Le 13 juin, deux pétroliers (norvégiens et japonais) ont été la cible de tirs et d’explosifs en mer d’Oman, près de la côte Iranienne. Le 20 juin est reportée une attaque également sur l’Usine de dessalement Al-Shuqaiq, et l’Aéroport d’Abha le 8 août, en Arabie Saoudite. Mais ces dernières attaques étant revendiquées par les rebelles Yéménites, l’Iran s’était fait plutôt discret sur la question, continuant, sous la table, son projet nucléaire. Tous ces éléments allaient tôt ou tard finir par exploser et c’est la donnée économique qui va définitivement sceller ce conflit comme un événement majeur de l’année 2019.

En effet, le 14 septembre des attaques d’une ampleur sans précédent sont réalisées sur deux des plus importants sites pétroliers d’Arabie Saoudite : le site de Khurais et la plateforme à Abqaiq (plus grande usine du monde en traitement brut). Une attaque de dix-huit drones et sept missiles de croisière qui a impacté à elle seule près de 7% du marché mondial du pétrole, amenant avec elle une belle montée des prix du baril en Occident.

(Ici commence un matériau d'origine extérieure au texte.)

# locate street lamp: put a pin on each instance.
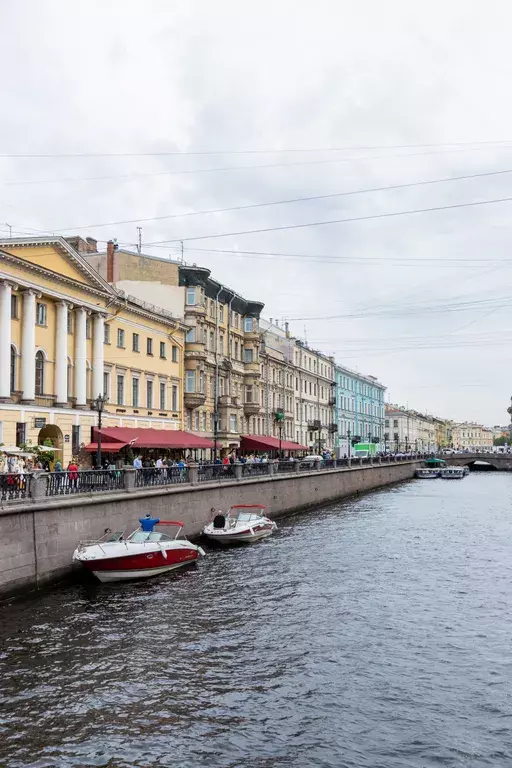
(99, 405)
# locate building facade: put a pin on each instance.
(472, 437)
(66, 336)
(359, 409)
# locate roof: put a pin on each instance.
(153, 438)
(261, 443)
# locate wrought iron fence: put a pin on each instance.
(84, 481)
(160, 476)
(14, 487)
(209, 473)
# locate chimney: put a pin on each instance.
(110, 261)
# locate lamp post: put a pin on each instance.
(99, 405)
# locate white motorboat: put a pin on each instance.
(452, 473)
(244, 523)
(138, 556)
(427, 474)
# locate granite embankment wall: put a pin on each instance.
(37, 538)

Il faut rappeler que les pays Occidentaux forment une sorte d’embargo autour du commerce pétrolier iranien arrêtant l’importation de son or noir

Puisqu’il faut rappeler que les pays Occidentaux forment une sorte d’embargo autour du commerce pétrolier iranien arrêtant l’importation de son or noir. Riyad a condamné fortement ces attaques qui ont été revendiquées par la rébellion Yéménites.

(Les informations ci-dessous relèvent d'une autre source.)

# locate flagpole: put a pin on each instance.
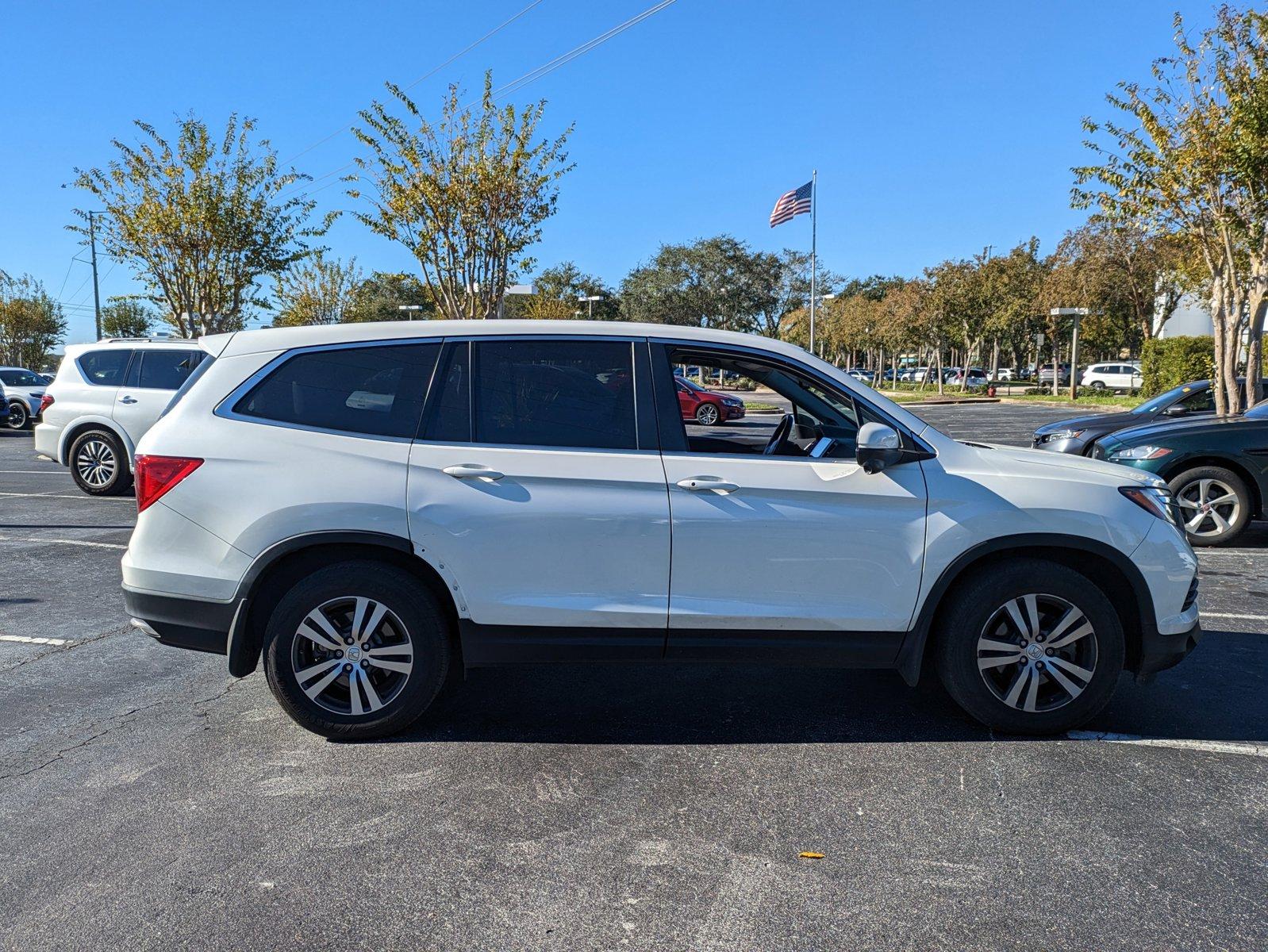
(814, 211)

C’est alors que Donald Trump est monté au créneau, car selon lui : l’Iran a fourni des armes aux Yéménites qui ont attaqué l’Arabie Saoudite, donc l’Iran a commandité les attaques. Moscou et Pékin continuent de soutenir l’Iran quand Londres ou encore Paris continueront à ne pas soutenir Téhéran tant qu’elle persistera dans son programme nucléaire.

Les tensions sont loin d’être éteintes, surtout aux vues des annonces récentes de Trump qui déclare : « je peux vous dire que c’était une très grosse attaque et notre pays pourrait très facilement y répondre par une attaque beaucoup plus grosse ».